Y fueron Pedro y Juan hasta allí para ver qué había sucedido. Pero sólo Juan, el discípulo amado, el de las confidencias al costado de su Señor, el de las fidelidades al pie de la cruz, el heredero y acogedor de la mismísima Madre de su Maestro… y –nos dice el evangelio–, “vio y creyó” (Jn 20,8). La primera lectura de la misa de este día de pascua nos dice cómo los discípulos –Pedro en este caso– fueron los testigos de un acontecimiento: “nosotros somos testigos” (Hch 10,39). Sí ellos vieron el desenlace de un drama inimaginable: Jesús y lo que hizo en su paso haciendo el bien entre nosotros.
Como en la mañana primera, Dios vuelve a pasar por nuestro caos para llenarlo de armonía, revistiendo nuevamente de bondad y belleza lo que sus labios creadores de nuevo pronuncian con palabra de eternidad. Al unirnos a la alegría, al aleluya, al albricias de toda la creación y de todos los creyentes, también nosotros queremos ser testigos de su paso entre nosotros, de su paso siempre bondadoso y embellecedor. Y ¿qué debemos testificar? Pues lo que la misma Pascua proclama y canta: que la luz vence a la sombra, y la paz a la guerra, que el amor vence al odio… porque Jesús ha resucitado. Quiera Él hacernos ver, y constituirnos en testigos de ello, que todos los enemigos del hombre incluyendo a la misma muerte, no tienen ya en nuestra tierra la última palabra. Y que estamos llamados a cantar y a contar este milagro, esta maravillosa intervención de nuestro Dios. en medio de todos nuestros dramas y dificultades, ha sucedido algo, ha ocurrido algo, que ha modificado en nuestra historia todos los fatalismos que nos acorralan y atenazan: Jesús resucitado.

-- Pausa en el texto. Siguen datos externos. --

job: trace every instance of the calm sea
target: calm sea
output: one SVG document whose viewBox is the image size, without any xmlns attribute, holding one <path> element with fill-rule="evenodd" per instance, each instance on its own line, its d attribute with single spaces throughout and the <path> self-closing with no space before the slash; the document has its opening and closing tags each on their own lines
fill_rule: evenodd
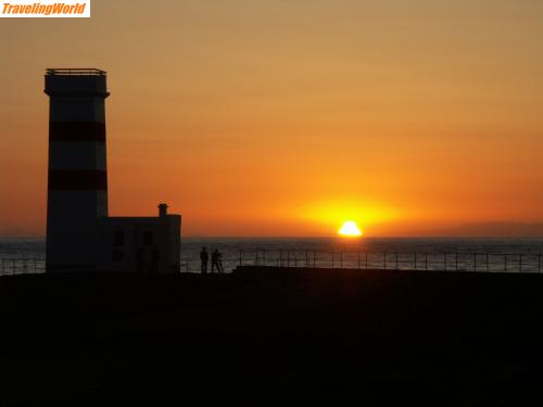
<svg viewBox="0 0 543 407">
<path fill-rule="evenodd" d="M 181 270 L 200 269 L 199 253 L 217 249 L 225 269 L 243 265 L 541 270 L 543 239 L 184 238 Z M 43 259 L 45 239 L 0 238 L 0 259 Z"/>
</svg>

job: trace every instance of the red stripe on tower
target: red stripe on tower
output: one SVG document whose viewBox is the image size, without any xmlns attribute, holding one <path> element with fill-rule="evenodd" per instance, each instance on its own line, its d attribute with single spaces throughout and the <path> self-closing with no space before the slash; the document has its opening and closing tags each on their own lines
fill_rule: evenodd
<svg viewBox="0 0 543 407">
<path fill-rule="evenodd" d="M 105 123 L 99 122 L 50 122 L 50 141 L 103 141 Z"/>
<path fill-rule="evenodd" d="M 49 191 L 108 191 L 108 174 L 91 169 L 49 169 Z"/>
</svg>

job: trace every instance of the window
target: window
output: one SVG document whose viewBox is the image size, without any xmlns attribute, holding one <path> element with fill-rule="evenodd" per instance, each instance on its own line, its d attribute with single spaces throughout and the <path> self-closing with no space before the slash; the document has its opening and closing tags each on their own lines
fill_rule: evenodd
<svg viewBox="0 0 543 407">
<path fill-rule="evenodd" d="M 115 247 L 125 245 L 125 233 L 122 230 L 116 230 L 113 232 L 113 245 Z"/>
</svg>

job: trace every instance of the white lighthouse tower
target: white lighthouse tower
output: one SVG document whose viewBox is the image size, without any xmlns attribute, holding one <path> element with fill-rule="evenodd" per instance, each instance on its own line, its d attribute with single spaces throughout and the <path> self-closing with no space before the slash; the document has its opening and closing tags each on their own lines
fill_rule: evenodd
<svg viewBox="0 0 543 407">
<path fill-rule="evenodd" d="M 97 219 L 108 216 L 105 72 L 47 69 L 50 97 L 47 271 L 97 268 Z"/>
</svg>

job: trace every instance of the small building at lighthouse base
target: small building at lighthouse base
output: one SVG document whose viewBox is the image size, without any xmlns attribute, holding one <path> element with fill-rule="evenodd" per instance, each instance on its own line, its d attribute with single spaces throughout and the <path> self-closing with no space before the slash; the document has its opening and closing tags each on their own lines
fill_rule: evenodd
<svg viewBox="0 0 543 407">
<path fill-rule="evenodd" d="M 161 204 L 156 217 L 98 219 L 100 271 L 177 274 L 180 265 L 180 215 L 168 215 Z"/>
</svg>

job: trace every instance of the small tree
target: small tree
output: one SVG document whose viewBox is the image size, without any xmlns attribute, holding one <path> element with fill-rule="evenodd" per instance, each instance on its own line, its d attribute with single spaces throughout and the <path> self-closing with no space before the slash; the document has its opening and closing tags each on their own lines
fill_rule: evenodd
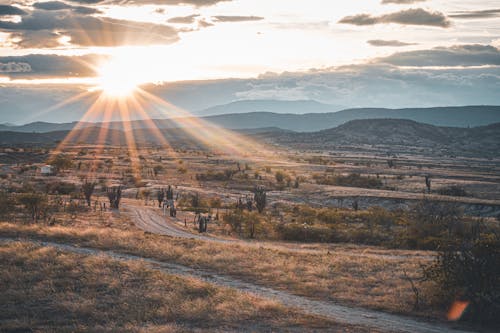
<svg viewBox="0 0 500 333">
<path fill-rule="evenodd" d="M 38 221 L 38 216 L 47 204 L 47 197 L 39 193 L 24 193 L 18 201 L 31 215 L 33 222 Z"/>
<path fill-rule="evenodd" d="M 111 208 L 118 209 L 120 207 L 120 200 L 122 198 L 121 186 L 107 189 L 109 205 Z"/>
<path fill-rule="evenodd" d="M 0 192 L 0 217 L 10 214 L 14 208 L 14 202 L 8 193 Z"/>
<path fill-rule="evenodd" d="M 85 196 L 85 200 L 87 201 L 87 205 L 90 207 L 91 205 L 91 199 L 92 199 L 92 194 L 94 193 L 95 189 L 95 182 L 88 182 L 85 180 L 85 182 L 82 185 L 82 191 L 83 195 Z"/>
<path fill-rule="evenodd" d="M 165 200 L 165 189 L 160 189 L 156 193 L 156 199 L 158 200 L 158 207 L 161 208 L 161 204 L 162 204 L 163 200 Z"/>
<path fill-rule="evenodd" d="M 155 177 L 158 176 L 159 173 L 163 172 L 163 170 L 165 170 L 163 165 L 155 165 L 153 167 L 153 172 L 154 172 Z"/>
<path fill-rule="evenodd" d="M 276 171 L 276 173 L 274 174 L 274 177 L 276 178 L 276 181 L 279 184 L 282 184 L 283 181 L 285 180 L 285 173 L 283 171 Z"/>
<path fill-rule="evenodd" d="M 255 206 L 257 207 L 257 211 L 262 214 L 267 204 L 266 190 L 263 187 L 255 188 L 253 199 L 255 201 Z"/>
<path fill-rule="evenodd" d="M 436 300 L 466 302 L 466 319 L 499 327 L 500 237 L 476 236 L 442 242 L 436 260 L 425 268 L 424 277 L 435 283 Z"/>
<path fill-rule="evenodd" d="M 431 176 L 425 176 L 425 186 L 427 187 L 427 192 L 431 193 Z"/>
<path fill-rule="evenodd" d="M 168 185 L 166 195 L 167 200 L 174 200 L 174 189 L 172 188 L 172 186 Z"/>
<path fill-rule="evenodd" d="M 66 154 L 58 154 L 49 160 L 50 165 L 52 165 L 56 172 L 61 170 L 70 169 L 73 167 L 73 159 Z"/>
</svg>

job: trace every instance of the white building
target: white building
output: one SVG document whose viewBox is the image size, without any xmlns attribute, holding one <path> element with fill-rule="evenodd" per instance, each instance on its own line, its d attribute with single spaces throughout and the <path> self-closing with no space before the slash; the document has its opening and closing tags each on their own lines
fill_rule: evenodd
<svg viewBox="0 0 500 333">
<path fill-rule="evenodd" d="M 54 173 L 54 167 L 52 165 L 44 165 L 40 167 L 40 173 L 44 176 L 49 176 Z"/>
</svg>

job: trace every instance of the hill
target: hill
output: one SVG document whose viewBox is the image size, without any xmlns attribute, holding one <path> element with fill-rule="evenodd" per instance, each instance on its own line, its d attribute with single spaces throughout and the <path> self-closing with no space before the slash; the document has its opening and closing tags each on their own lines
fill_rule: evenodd
<svg viewBox="0 0 500 333">
<path fill-rule="evenodd" d="M 301 149 L 329 146 L 417 148 L 421 153 L 447 152 L 500 156 L 500 123 L 474 128 L 439 127 L 406 119 L 351 120 L 336 128 L 312 133 L 276 133 L 272 141 Z"/>
<path fill-rule="evenodd" d="M 196 138 L 183 128 L 162 129 L 161 136 L 147 128 L 133 130 L 136 144 L 163 144 L 177 148 L 201 148 Z M 474 128 L 440 127 L 406 119 L 352 120 L 317 132 L 293 132 L 274 127 L 237 130 L 256 139 L 299 149 L 328 150 L 339 147 L 378 147 L 385 151 L 418 151 L 419 154 L 500 156 L 500 123 Z M 55 144 L 70 131 L 48 133 L 1 132 L 0 144 Z M 104 135 L 103 135 L 104 133 Z M 126 145 L 123 130 L 88 127 L 71 131 L 71 143 Z"/>
<path fill-rule="evenodd" d="M 309 103 L 309 102 L 308 102 Z M 500 106 L 462 106 L 417 109 L 349 109 L 328 113 L 272 113 L 249 112 L 220 114 L 201 117 L 229 129 L 257 129 L 276 127 L 297 132 L 314 132 L 337 127 L 351 120 L 358 119 L 407 119 L 420 123 L 445 127 L 477 127 L 500 122 Z M 146 129 L 154 123 L 160 129 L 192 126 L 192 118 L 154 119 L 152 121 L 135 120 L 130 122 L 134 129 Z M 0 125 L 1 130 L 16 132 L 51 132 L 71 130 L 76 123 L 51 124 L 31 123 L 22 126 Z M 83 123 L 81 127 L 109 127 L 123 130 L 123 122 Z"/>
<path fill-rule="evenodd" d="M 216 105 L 195 112 L 197 116 L 223 115 L 232 113 L 272 112 L 272 113 L 325 113 L 336 112 L 343 108 L 338 105 L 324 104 L 313 100 L 279 101 L 279 100 L 242 100 L 228 104 Z"/>
</svg>

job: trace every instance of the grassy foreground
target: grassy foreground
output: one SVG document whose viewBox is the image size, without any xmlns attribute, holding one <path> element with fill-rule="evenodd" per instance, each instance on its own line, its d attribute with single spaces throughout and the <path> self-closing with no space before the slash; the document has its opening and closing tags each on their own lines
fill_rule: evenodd
<svg viewBox="0 0 500 333">
<path fill-rule="evenodd" d="M 123 225 L 121 226 L 123 228 Z M 426 307 L 413 308 L 413 292 L 405 277 L 419 281 L 418 260 L 386 260 L 351 256 L 349 251 L 293 252 L 268 248 L 175 239 L 94 226 L 43 226 L 0 223 L 0 236 L 32 237 L 200 267 L 276 289 L 348 305 L 389 312 L 439 317 Z M 394 254 L 388 251 L 388 254 Z"/>
<path fill-rule="evenodd" d="M 0 331 L 366 331 L 229 288 L 29 242 L 0 246 Z"/>
</svg>

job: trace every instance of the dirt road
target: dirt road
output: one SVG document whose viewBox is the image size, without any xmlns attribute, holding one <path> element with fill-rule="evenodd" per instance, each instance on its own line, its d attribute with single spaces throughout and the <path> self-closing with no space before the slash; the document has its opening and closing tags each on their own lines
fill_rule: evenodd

Sí, vayamos al sepulcro, a ese en el que tantas veces quedan sepultadas nuestras esperanzas y alegrías, nuestra fe y nuestro amor, y veamos cómo Dios quiere resucitarnos, quitar las losas de nuestras muertes, para susurrar en nosotros y entre nosotros una palabra de vida, sin fin, verdadera. El sepulcro hablaba para siempre de una muerte vacía y de la vida habitada.
La resurrección de Jesús es el triunfo de la luz sobre todas las sombras, la esperanza viva cumplida en la tierra de todas las muertes. No hay espacio ya para el temor, porque cualquier dolor y vacío, cualquier luto y tristeza, aunque haya que enjugarlos con lágrimas, no podrán arañar nuestra esperanza, nuestra luz y nuestra vida. Cristo ha resucitado, y en Él, se ha cumplido el sueño del Padre Dios, un sueño de bondad y belleza, de amor y felicidad, de alegría y bienaventuranza. El sueño bendito que Él nos ofrece como alternativa a todas nuestras pesadillas malditas. Felices Pascuas.